Here, again, we have the phenomenon of two people with the same name.  Both A and A- had sons with the same name; these are C and C-, respectively.  As shown, above, A was married to E and later to F, but never to D.  A- was D's husband.   E died before the year 1780, because in that year, A married F.  At that time and in that place, pretty much the only way A could have had a second marriage was for the first to have been dissolved by death.  Divorce was unthinkable (and not approved by the church), and even a permanent separation prohibited subsequent marriage.  

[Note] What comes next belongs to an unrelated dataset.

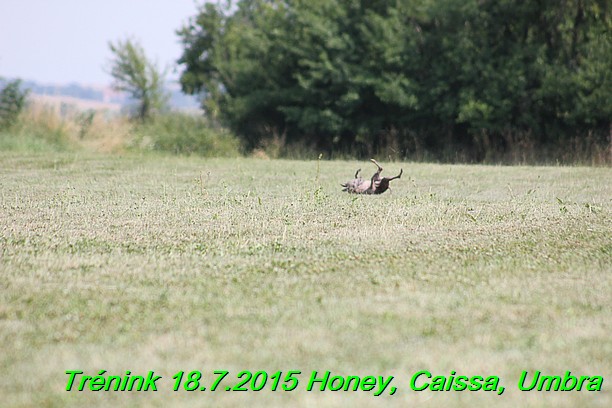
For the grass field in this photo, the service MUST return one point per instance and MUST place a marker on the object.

C- married G in January of 1797.  By August of that same year, they had their first child, a son, baptized.  It is in this document that the name of D is mentioned as the mother of C-.  So the translator of the earlier document looked in a document created 17 years later, found the name and attributed it to the mother of C, when it actually referred to the mother of C-, whose existence the translator had not contemplated.  As for the spouse of D, it cannot have been A.  A married E before 1764, the year that C, their oldest child, was born.  E died, as I said, before 1780, because that is when A married F.  When A died in 1790, he was still married to F, as shown on his death record in the diocesan archives, so he never could have been married to D.  So the man the translator found in the 1797 record was not C, but C-, whose father was A-, not A.  And A- was the one married to D.  You cannot just go shopping in documents for names and settle on one as being the one you are looking for.  This is definitely not a “reasonably exhaustive search,” and one record does not a confirmation make.  More than one record must be found for corroboration or refutation of one’s hypothesis.  There is always the possibility of two individuals with the same name, a phenomenon I have found repeatedly (and frustratingly, many times) among the residents and citizens of St. Augustine.

3.      Never assume that because you found one name in a record, he is associated with the other names you want to associate with him.

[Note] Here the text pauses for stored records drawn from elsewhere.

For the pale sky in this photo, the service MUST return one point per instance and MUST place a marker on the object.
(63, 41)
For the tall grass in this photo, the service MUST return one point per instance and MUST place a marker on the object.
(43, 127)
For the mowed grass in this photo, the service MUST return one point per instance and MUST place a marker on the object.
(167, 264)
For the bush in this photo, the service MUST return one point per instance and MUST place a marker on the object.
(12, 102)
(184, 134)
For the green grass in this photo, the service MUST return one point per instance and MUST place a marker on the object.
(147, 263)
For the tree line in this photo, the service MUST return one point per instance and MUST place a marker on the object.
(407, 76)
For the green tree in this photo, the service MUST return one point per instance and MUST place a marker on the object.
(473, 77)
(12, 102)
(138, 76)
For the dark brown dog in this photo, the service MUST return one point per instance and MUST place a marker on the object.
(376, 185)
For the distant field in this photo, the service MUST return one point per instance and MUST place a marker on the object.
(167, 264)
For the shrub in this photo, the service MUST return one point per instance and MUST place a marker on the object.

In another entry in the same early set of documents in this particular translation, there is mention of a man we will call S.  S is mentioned in a baptism document in this set as the father of the infant baptizand.  The name of the mother is not entered into the record.  This may have been a case of a mother who died in childbirth, but not necessarily, as the record does not mention the man being widowed.  It may have been a liaison that resulted in an illegitimate child and possible embarrassment for the mother and her family.  At any rate, the translator maintains that the mother of the child in this baptism was M, daughter of P.  P was the consort of one of the most prominent men in St. Augustine, who was not married.  The problem with this is that there is more than one man named S, and also that there is no evidence that either M or P was in the particular location covered by these particular documents, a location in East Florida, but outside of St. Augustine by a good distance.  The translator refers to a specific entry in a census done in a much later year in St. Augustine.  All that the particular entry in the census mentions is the children of the consort P and her prominent paramour.  S is not mentioned at all in that census.  M did marry a man of the same name as S (call him S-), but that occurred in 1803.  In the year of the baptism in that earlier time in that place outside of St. Augustine, M, who was 24 in 1803, had not yet been born!  She could not possibly have been the mother of the infant baptizand fathered by S.  Quite possibly S- had not yet been born, either, at the time the translator tries to tell us he fathered the baby in question.  Here again, we have a case of two people with the same name, and again a mistaken assumption and not enough questioning of both the assumptions and the sources.